7. The printing apparatus according to claim 1, wherein the second head performs printing using the second color that is equal or similar to the surface color of the print target surface.

8. The printing apparatus according to claim 1, wherein the plurality of heads include a design head that prints a design and an undercoating head that prints a part other than the design.

9. The printing apparatus according to claim 8, wherein

the first head is the undercoating head,

the second head is the design head, and

the print target surface is a surface of a nail.

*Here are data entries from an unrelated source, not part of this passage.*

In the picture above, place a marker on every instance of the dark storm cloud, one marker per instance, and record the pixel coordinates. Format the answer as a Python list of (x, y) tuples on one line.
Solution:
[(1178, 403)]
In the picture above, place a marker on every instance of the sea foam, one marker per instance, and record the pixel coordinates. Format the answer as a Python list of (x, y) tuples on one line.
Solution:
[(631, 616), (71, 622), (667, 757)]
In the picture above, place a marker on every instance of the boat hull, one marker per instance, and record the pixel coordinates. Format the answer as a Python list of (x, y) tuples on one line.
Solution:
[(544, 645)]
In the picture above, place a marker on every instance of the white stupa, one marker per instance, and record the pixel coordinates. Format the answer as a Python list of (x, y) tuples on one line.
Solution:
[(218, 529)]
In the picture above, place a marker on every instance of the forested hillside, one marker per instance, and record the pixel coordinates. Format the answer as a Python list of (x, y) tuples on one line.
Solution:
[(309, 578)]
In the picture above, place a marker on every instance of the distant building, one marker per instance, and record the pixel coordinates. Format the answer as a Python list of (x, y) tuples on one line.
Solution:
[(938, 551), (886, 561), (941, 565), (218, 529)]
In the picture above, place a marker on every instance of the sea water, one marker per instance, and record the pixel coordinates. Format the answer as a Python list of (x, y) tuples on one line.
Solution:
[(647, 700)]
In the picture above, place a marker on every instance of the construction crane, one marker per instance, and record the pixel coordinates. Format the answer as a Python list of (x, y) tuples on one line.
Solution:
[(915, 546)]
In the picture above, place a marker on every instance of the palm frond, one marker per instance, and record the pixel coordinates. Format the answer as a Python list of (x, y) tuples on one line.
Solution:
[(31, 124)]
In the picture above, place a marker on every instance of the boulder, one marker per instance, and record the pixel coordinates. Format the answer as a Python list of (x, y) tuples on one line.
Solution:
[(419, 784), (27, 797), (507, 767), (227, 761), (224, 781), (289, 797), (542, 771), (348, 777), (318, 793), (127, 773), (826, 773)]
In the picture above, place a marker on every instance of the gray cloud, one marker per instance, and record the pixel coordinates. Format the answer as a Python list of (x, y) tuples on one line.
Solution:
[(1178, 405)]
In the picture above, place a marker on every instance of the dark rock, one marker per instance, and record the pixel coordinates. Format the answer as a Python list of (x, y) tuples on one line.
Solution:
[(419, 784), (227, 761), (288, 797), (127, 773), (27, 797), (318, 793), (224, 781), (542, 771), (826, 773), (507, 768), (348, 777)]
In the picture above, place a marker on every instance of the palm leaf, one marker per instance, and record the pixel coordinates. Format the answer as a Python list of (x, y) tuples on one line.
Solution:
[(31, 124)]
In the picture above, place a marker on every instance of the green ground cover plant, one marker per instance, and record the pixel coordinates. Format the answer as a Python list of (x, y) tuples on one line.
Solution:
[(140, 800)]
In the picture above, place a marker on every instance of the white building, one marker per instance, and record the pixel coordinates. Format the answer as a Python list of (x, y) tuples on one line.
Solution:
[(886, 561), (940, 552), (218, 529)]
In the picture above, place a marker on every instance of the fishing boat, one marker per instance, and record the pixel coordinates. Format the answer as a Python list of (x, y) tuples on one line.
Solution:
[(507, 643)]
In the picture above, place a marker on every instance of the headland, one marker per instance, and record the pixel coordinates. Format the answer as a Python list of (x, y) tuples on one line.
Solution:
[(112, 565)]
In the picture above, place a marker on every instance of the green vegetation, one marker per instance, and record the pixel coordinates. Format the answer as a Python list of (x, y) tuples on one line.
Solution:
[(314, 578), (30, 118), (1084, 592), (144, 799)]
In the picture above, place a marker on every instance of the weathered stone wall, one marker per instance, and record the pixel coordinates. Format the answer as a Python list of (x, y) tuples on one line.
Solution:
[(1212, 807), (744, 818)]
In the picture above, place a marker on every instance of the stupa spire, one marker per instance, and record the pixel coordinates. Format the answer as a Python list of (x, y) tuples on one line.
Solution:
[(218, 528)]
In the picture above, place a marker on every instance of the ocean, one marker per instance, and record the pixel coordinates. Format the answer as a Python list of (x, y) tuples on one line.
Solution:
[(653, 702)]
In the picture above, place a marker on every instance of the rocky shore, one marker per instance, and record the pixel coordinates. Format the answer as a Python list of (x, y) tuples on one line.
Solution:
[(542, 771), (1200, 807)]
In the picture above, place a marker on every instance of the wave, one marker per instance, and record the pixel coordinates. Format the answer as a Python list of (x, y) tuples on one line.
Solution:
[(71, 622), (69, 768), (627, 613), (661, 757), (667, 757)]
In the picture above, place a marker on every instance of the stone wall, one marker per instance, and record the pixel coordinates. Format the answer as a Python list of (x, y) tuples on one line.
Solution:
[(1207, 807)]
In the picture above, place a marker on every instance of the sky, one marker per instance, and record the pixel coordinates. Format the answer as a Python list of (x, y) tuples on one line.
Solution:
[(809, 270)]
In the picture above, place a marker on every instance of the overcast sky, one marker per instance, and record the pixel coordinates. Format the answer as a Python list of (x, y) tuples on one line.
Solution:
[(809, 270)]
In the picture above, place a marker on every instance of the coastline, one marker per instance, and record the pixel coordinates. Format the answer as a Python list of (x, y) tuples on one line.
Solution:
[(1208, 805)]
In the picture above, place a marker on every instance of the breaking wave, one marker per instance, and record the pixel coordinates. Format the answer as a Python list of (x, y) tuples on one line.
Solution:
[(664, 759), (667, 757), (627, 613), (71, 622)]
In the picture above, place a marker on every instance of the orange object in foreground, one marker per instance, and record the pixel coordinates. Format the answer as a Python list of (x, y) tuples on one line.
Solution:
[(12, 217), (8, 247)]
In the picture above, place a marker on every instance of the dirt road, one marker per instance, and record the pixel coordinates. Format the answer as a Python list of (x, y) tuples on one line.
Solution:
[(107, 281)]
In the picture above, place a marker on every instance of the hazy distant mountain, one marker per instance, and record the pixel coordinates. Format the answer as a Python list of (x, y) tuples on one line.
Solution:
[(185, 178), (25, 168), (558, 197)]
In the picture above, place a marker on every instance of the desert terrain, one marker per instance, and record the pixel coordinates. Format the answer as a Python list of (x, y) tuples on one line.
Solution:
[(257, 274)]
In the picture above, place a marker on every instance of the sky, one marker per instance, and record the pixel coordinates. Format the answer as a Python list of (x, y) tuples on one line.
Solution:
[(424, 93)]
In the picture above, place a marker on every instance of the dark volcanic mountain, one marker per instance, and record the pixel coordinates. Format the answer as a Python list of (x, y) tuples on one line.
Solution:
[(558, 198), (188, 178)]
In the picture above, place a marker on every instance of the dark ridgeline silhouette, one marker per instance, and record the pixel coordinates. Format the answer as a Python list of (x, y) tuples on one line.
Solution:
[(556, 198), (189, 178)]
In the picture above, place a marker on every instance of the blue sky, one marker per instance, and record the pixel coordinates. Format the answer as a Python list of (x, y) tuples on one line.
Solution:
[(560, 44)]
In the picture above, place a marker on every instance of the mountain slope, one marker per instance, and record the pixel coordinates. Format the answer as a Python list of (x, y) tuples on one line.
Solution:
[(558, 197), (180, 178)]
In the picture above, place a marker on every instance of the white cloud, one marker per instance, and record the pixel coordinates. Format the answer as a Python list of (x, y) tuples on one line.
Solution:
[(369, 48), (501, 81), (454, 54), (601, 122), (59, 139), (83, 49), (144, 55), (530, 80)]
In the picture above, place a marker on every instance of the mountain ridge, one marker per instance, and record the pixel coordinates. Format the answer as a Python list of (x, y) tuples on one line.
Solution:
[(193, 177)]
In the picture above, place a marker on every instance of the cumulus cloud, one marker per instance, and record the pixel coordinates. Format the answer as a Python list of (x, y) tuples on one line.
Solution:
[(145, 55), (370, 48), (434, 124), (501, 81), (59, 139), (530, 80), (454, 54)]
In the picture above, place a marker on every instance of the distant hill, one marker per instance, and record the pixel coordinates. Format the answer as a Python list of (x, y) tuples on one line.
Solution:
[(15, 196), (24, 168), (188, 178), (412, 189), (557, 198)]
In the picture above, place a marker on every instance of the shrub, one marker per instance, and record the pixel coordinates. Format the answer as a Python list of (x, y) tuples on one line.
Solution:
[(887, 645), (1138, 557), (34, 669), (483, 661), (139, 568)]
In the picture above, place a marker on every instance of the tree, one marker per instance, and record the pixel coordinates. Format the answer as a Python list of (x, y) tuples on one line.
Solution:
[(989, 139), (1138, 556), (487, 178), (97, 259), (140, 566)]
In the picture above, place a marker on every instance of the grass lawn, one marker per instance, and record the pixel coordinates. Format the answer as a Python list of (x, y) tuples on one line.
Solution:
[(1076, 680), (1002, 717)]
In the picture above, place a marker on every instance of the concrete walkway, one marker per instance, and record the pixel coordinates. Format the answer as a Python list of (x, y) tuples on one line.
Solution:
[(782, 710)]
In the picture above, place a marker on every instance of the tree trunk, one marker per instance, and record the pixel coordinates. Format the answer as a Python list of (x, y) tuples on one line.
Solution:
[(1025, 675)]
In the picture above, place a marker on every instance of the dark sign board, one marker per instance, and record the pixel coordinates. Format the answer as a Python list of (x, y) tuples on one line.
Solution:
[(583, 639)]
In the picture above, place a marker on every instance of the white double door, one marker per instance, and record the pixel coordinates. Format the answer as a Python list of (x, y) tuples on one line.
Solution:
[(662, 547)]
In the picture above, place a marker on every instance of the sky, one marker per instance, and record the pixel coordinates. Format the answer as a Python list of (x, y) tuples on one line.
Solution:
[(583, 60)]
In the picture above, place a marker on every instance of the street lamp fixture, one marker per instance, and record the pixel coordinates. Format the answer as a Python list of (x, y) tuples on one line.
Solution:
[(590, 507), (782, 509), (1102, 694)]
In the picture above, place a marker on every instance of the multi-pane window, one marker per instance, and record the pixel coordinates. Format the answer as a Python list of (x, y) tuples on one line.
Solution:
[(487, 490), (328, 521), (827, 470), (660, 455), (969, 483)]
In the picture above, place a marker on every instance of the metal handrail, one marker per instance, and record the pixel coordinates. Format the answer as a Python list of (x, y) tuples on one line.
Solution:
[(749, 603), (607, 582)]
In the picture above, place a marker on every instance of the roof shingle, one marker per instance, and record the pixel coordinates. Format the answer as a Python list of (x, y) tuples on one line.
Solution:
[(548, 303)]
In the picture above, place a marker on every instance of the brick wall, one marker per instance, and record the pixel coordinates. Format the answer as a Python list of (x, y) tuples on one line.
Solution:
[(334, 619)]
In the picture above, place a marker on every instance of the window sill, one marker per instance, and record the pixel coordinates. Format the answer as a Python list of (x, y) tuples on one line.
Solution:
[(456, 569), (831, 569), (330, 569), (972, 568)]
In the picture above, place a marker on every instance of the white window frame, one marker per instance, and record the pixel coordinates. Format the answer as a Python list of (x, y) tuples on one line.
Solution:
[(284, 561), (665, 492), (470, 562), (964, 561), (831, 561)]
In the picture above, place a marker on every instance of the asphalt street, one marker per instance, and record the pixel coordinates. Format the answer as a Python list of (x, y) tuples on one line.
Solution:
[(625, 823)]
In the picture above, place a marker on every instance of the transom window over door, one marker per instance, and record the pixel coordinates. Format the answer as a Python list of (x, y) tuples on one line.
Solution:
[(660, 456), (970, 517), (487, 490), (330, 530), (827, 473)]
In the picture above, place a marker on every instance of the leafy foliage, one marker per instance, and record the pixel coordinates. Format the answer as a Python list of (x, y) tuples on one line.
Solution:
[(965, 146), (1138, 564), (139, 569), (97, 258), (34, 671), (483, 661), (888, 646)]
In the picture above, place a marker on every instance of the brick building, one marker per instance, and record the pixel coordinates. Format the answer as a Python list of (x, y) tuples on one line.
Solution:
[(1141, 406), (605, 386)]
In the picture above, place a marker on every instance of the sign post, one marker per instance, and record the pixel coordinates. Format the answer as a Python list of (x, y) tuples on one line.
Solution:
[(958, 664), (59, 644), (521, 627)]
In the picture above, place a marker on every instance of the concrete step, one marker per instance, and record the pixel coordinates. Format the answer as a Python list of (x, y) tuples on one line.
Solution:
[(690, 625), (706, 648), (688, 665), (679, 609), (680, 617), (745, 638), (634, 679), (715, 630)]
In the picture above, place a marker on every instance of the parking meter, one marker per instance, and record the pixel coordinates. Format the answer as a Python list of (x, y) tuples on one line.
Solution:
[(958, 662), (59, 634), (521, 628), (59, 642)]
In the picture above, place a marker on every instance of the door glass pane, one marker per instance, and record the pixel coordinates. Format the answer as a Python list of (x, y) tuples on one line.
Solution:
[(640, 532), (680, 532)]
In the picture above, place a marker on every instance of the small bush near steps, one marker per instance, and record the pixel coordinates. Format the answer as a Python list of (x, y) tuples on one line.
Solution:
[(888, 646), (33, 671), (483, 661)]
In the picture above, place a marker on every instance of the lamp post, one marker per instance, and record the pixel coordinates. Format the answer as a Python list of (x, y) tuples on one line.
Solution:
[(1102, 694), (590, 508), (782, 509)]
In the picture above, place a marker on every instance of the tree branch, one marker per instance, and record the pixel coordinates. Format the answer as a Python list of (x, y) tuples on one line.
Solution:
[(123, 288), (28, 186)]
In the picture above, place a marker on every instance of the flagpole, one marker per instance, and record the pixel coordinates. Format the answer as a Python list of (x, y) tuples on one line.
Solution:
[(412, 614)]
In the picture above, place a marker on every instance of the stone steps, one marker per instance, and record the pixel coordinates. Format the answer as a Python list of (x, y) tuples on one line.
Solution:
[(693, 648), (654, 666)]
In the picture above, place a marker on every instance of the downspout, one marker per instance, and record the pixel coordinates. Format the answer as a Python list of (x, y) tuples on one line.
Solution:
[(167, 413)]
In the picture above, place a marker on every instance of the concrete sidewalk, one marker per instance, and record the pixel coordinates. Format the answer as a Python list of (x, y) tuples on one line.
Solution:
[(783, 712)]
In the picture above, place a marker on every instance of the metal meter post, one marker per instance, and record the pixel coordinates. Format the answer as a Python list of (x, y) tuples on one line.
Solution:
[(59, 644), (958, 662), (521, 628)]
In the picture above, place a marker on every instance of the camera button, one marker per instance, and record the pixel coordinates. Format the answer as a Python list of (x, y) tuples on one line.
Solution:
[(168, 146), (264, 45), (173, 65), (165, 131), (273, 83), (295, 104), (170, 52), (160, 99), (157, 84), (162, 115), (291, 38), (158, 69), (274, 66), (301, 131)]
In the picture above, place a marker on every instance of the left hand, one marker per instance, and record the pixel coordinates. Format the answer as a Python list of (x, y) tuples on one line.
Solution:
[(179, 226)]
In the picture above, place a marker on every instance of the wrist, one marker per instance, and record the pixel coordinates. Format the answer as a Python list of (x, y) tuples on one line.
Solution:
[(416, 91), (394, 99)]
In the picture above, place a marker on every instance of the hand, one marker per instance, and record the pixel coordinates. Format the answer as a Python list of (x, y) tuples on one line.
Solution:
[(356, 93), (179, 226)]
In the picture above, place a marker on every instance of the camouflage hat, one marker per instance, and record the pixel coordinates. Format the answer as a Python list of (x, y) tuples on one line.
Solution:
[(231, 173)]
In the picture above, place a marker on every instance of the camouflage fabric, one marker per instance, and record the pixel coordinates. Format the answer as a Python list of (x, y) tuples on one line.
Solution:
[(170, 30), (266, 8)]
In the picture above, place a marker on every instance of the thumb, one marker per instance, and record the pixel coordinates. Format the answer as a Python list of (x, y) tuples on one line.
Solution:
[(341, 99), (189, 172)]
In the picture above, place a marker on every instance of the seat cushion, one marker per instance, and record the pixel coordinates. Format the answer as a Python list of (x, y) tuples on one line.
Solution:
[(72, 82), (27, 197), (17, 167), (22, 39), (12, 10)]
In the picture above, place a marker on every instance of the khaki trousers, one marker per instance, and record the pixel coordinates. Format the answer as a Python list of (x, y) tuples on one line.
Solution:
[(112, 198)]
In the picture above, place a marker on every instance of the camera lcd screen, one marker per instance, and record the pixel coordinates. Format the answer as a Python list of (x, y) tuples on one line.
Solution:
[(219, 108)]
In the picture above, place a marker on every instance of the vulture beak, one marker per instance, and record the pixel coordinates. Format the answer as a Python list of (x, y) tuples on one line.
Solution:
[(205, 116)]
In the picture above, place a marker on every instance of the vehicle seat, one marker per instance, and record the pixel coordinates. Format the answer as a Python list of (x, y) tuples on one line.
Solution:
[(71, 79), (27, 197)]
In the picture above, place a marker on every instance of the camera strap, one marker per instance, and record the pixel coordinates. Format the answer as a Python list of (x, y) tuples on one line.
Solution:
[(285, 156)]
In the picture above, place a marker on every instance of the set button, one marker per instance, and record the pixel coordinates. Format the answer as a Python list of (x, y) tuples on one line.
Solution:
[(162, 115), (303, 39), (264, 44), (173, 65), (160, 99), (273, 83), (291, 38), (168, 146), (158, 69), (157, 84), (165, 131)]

10. A printing control method, performed by at least one processor, for a printing apparatus which includes a plurality of heads including at least a first head and a second head for alignment correction configured to print mutually different colors on a print target surface, the printing control method comprising:

operating the first head, configured to print a first color distinguishable from a surface color of the print target surface, to print a first correction pattern on the print target surface; and

operating the second head, configured to print a second color distinguishable from the first color, to print a second correction pattern such that at least a part of the second correction pattern overlaps a first color area which is an area formed by printing of the first head on the print target surface.

11. The printing control method according to claim 10, wherein the first head prints the first color area which is a filling area formed by filling at least a part of the print target surface with the first color.

12. The printing control method according to claim 11, wherein the first head prints the filling area formed by performing reset printing for erasing the first correction pattern.

13. The printing control method according to claim 10, further comprising:

controlling the first head to print the first correction pattern, printed based on alignment adjustment ranges of the first head and the second head, at a position on the print target surface with the first color, which is distinguishable from the surface color of the print target surface; and

controlling the second head to print at least a part of the second correction pattern using the second color distinguishable from the first color so as to overlap a print range of the first correction pattern.

14. The printing control method according to claim 13, wherein the print range of the first correction pattern is a range having a radius equal to or longer than a total length of the alignment adjustment range of the first head and the alignment adjustment range of the second head.

15. The printing control method according to claim 10, wherein the print target surface when the first correction pattern and the second correction pattern are printed is a surface of adjustment paper.

16. The printing control method according to claim 10, wherein the second head performs printing using the second color that is equal or similar to the surface color of the print target surface.

17. The printing control method according to claim 10, wherein the plurality of heads include a design head that prints a design and an undercoating head that prints a part other than the design.

18. The printing control method according to claim 17, wherein

the first head is the undercoating head,

the second head is the design head, and

the print target surface is a surface of a nail.

19. A non-transitory computer-readable recording medium a program stored thereon, which, when executed on at least one processor a computer of a printing apparatus which includes a plurality of heads including at least a first head and a second head for alignment correction configured to print mutually different colors on print target surface, causes the computer to:

operate the first head, configured to print a first color distinguishable from a surface color of the print target surface, to print a first correction pattern on the print target surface; and

operate the second head, configured to print a second color distinguishable from the first color, to print a second correction pattern such that at least a part of the second correction pattern overlaps a first color area which is an area formed by the first head on the print target surface.